Albert Bartlett is a modern day Malthusian on a mission. Bartlett is physicist who claims that “The greatest shortcoming of the human race is our inability to understand the exponential function”. He points out what is undeniable: that at current growth rates the world population will have to decline within a period of historical rather than geological time (i.e. not that long), or we will not have enough room to stand up, let alone farm, and that this decline can only come about through a finite number of means: contraception, abortion, disease, war, famine.

With this knowledge, people who are against contraception, the item on this list which will cause the least suffering, are extremely dangerous.

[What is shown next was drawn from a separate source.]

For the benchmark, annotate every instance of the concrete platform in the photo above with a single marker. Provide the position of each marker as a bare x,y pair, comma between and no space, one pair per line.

If you believe that the exponential rise in population which coincides exactly with the use of fossil fuels has something to do with fossil fuels; if you believe that the geometric (i.e. non Malthusian) increase in the efficiency of farming through oil based products has something do with oil, then its even more imperative to start listening to people like Bartlett.

Unfortunately a large percentage of the population would rather believe that the cause of our prosperity is due to either the Dancing Wuli Masters, the ascendancy of Mars in Capricorn or the miracle of the image of Jesus Christ in a damp stain on a shit-house door in Ohio. Many of the same people think that we absolutely must breed like rabbits because a garbled, Greek translation of a late Bronze Age folk tale, called The Bible, modified through centuries of the game of Telephone, says so. Is it surprising that these people fail to understand the exponential function?